Uitgestorven Slechtvalk

Uitgestorven

Ongeveer 60 jaar geleden was de slechtvalk (Falco peregrinus) in Europa wijdverbreid. In België broedde hij vooral op de rotsen langs rivieren: de Maas, de Ourthe, de Amblève en in mindere mate op die langs de Semois, de Lesse en de Vesder. Maar in die streek broedde hij ook op de steile wanden van steengroeven. Tot 1912 waren er ook regelmatig broedgevallen in bomen, namelijk in de Kempen en Limburg. Tussen 1950 en 1974 zijn de populaties van de slechtvalk in Europa en Noord-Amerika – en dus ook in België – ingestort. De hoofdoorzaak voor deze catastrofale achteruitgang, die ongeveer 90% bedroeg, was de vergiftiging met biociden (DDT en andere gechloreerde koolwaterstoffen) die vooral gebruikt werden bij de bestrijding van insecten in de landbouw.

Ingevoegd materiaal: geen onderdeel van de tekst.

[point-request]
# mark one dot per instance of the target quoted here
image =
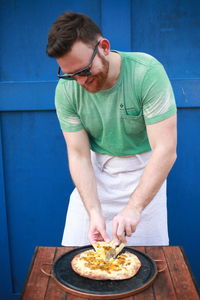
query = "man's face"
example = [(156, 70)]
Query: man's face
[(78, 58)]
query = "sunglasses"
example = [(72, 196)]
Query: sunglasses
[(82, 72)]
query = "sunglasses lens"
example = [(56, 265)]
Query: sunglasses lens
[(84, 73)]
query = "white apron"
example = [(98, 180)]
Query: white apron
[(117, 178)]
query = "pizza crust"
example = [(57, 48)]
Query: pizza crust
[(90, 264)]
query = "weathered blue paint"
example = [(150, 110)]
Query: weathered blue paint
[(34, 180)]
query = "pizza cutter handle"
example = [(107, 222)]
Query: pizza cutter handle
[(164, 267), (43, 271)]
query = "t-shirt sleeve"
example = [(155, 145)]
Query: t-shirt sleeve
[(157, 95), (65, 109)]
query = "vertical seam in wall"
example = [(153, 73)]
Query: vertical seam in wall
[(5, 205)]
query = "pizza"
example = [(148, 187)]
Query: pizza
[(92, 264)]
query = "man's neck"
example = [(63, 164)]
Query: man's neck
[(114, 70)]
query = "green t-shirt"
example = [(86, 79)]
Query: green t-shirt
[(115, 119)]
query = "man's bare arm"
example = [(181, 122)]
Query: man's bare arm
[(84, 178), (163, 138)]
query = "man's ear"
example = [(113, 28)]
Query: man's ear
[(105, 46)]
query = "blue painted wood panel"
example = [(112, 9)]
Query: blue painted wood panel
[(34, 179)]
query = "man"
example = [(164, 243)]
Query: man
[(121, 106)]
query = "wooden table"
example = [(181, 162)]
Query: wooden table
[(175, 282)]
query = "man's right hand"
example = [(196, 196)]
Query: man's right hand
[(97, 230)]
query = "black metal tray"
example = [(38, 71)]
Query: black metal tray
[(104, 289)]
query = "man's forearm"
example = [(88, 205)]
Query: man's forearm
[(83, 176), (153, 176)]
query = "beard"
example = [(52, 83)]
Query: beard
[(95, 83)]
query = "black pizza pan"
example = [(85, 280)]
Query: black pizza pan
[(75, 284)]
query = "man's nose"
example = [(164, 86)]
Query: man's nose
[(81, 79)]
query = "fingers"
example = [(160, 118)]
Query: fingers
[(121, 229), (98, 233)]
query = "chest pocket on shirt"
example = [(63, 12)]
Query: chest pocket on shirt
[(132, 121)]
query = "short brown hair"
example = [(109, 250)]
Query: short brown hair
[(67, 29)]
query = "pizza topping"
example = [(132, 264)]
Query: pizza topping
[(92, 264)]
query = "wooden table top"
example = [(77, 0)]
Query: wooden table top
[(175, 282)]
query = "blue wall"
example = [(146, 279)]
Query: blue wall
[(34, 180)]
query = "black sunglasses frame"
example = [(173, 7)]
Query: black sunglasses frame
[(82, 72)]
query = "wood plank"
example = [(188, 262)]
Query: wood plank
[(163, 285), (37, 282), (55, 292), (180, 274)]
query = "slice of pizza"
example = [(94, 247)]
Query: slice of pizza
[(92, 264), (103, 248)]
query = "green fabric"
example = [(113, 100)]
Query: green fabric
[(116, 119)]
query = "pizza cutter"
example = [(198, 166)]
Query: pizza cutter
[(112, 253)]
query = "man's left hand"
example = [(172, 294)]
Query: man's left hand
[(125, 223)]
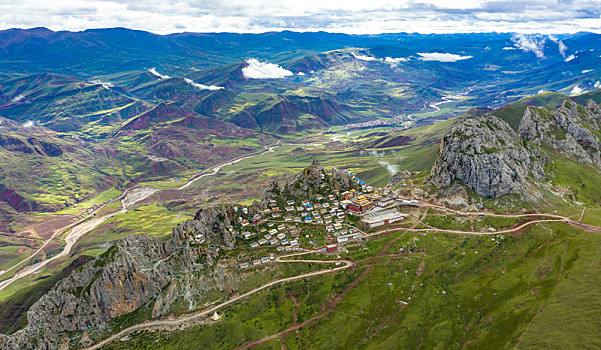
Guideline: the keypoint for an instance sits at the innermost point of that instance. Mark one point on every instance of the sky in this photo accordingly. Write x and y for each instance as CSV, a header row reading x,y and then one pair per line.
x,y
343,16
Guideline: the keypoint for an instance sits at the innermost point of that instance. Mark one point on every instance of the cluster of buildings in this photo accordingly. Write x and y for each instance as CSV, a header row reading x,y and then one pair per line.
x,y
383,217
259,261
282,223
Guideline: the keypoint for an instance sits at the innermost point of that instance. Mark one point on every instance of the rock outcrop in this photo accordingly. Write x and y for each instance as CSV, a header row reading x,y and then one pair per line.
x,y
312,181
130,274
566,129
486,155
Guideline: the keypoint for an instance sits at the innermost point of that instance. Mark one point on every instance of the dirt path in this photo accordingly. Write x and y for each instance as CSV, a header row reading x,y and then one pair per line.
x,y
128,198
132,197
195,316
334,302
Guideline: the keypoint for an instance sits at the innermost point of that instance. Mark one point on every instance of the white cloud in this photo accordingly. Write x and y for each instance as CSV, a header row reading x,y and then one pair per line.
x,y
530,43
18,98
264,70
364,57
442,57
561,46
395,59
576,90
391,168
203,86
393,16
154,72
104,84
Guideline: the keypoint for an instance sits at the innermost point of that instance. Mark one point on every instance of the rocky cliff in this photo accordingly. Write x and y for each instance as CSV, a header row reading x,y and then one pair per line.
x,y
488,156
568,129
132,273
313,180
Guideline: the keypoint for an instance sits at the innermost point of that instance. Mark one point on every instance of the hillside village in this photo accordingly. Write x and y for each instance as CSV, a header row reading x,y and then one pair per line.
x,y
329,219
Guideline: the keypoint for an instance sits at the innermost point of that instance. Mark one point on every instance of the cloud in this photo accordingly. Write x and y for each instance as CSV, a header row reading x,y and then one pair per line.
x,y
424,16
104,84
395,59
391,168
530,43
203,86
154,72
18,98
264,70
442,57
576,90
364,57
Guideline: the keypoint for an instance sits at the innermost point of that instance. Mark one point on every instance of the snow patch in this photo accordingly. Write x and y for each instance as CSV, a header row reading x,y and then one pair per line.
x,y
153,71
529,44
203,86
264,70
442,57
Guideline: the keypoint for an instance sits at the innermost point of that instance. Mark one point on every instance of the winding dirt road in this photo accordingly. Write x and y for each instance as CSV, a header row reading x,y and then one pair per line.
x,y
195,316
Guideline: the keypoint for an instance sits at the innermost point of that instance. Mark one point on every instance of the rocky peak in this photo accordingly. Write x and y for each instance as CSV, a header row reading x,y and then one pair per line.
x,y
487,156
566,129
312,180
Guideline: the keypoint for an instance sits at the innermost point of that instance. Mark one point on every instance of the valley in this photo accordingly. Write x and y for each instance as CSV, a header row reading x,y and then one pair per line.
x,y
397,190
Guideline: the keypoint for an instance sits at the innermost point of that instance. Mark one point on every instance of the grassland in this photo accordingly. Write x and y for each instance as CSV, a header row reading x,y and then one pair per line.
x,y
461,292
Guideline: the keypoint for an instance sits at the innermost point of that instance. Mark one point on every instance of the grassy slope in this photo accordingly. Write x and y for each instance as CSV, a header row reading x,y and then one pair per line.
x,y
493,293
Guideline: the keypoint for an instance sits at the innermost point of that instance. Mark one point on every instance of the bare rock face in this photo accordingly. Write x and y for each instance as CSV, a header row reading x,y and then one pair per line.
x,y
487,156
312,181
130,274
566,129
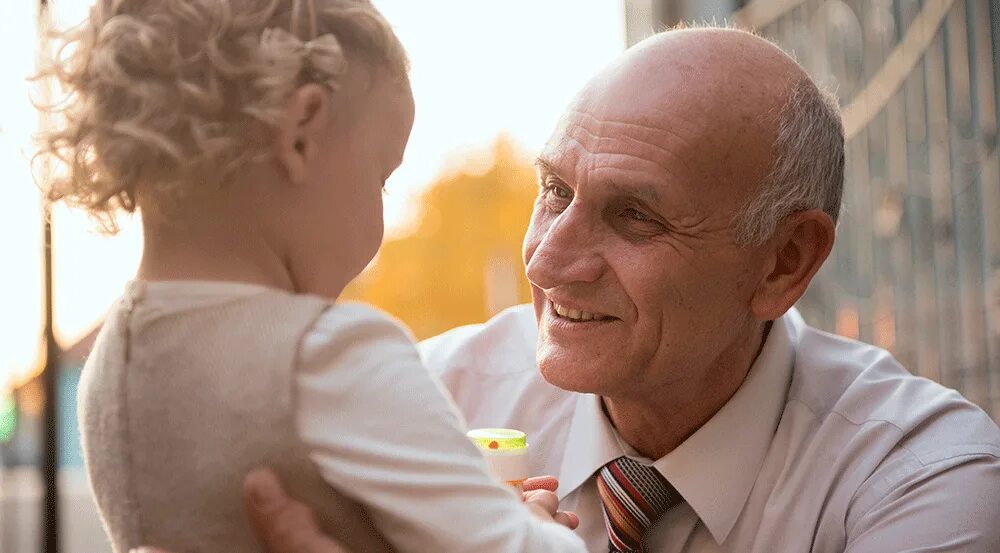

Als roofvogel die uitsluitend vogels vangt en aan de top van de voedselketen staat, had de slechtvalk deze gifstoffen met zijn prooien opgenomen en in het lichaam opgeslagen. De eierschalen vertoonden een verdunning van 15 tot 20%, embryo’s stierven af, eieren werden gebroken – vaak onder het gewicht van het broedende wijfje zelf – en ten slotte werden helemaal geen eieren meer gelegd.

Het gevaar van DDT werd pas in volle omvang onderkend na intensief onderzoek naar de oorzaken van de enorme achteruitgang van de slechtvalk. De resultaten van dat onderzoek hebben een beslissende bijdrage geleverd aan het verbod op het gebruik van DDT en andere pesticiden. Het verbod is inmiddels in veel landen van kracht. Sindsdien zijn de meeste Europese slechtvalkenpopulaties weer in aantal toegenomen. Naast het gebruik van pesticiden veroorzaakte illegaal afschot van adulte vogels en het roven van de legsels ten behoeve van de valkerij en eierenverzamelingen een spectaculaire achteruitgang van de soort.